Heritage telecommunications collection

Mini telephone exchange

The Victorian Telecommunications Museum was a small museum in the Hawthorn Telephone Exchange, Burwood Road, Hawthorn, Victoria, Australia. It housed historical telecommunications equipment that had been used by what originally was called the Postmaster-General's Department. The department split in 1975 into Telecom Australia and Australia Post. In 1993 Telecom Australia was renamed Telstra after the merger of Telecom Australia and OTC (Overseas Telecommunications Corporation).

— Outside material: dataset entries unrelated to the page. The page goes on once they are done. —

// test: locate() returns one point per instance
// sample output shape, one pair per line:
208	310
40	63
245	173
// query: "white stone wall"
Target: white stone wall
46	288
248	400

A fraction of the thousands of items housed were on display for visitors. One was a working mini telephone exchange with four old phones that could call each other. The visitor watched the exchange manually step up and click around as the numbers are dialled. The phones had all the original dial tones and rings that were standard for this equipment.

Mechanical speaking clock

The exhibits included one of the original mechanical speaking clocks, made with rotating glass discs. This was one (number 2) of the four Mark II machines produced in England for use in Australia, which were received in Australia in the early 1950s. The discs were originally read using an exciter and a detector made with valve technology. These devices are no longer available and, because all the originals had failed, replacements had to be fashioned using digital technology adapted to plug into the original valve sockets. This development has enabled the speaking clock to be restored to full operation.

The museum was managed by volunteers and closed at the end of 2019, when the National Communication Museum opened on the site in September 2024.

== Other Telstra museums ==

A Mark II speaking clock is still on display at the Telstra Museum, Bankstown, Sydney, next to the Bankstown Telephone Exchange, which is open to the public every Tuesday and Wednesday. This museum also is run by volunteers.

The Brisbane Telstra Museum is at Albion Telephone Exchange, Albion, Brisbane. Volunteers also run this site, which is open to the public every Wednesday.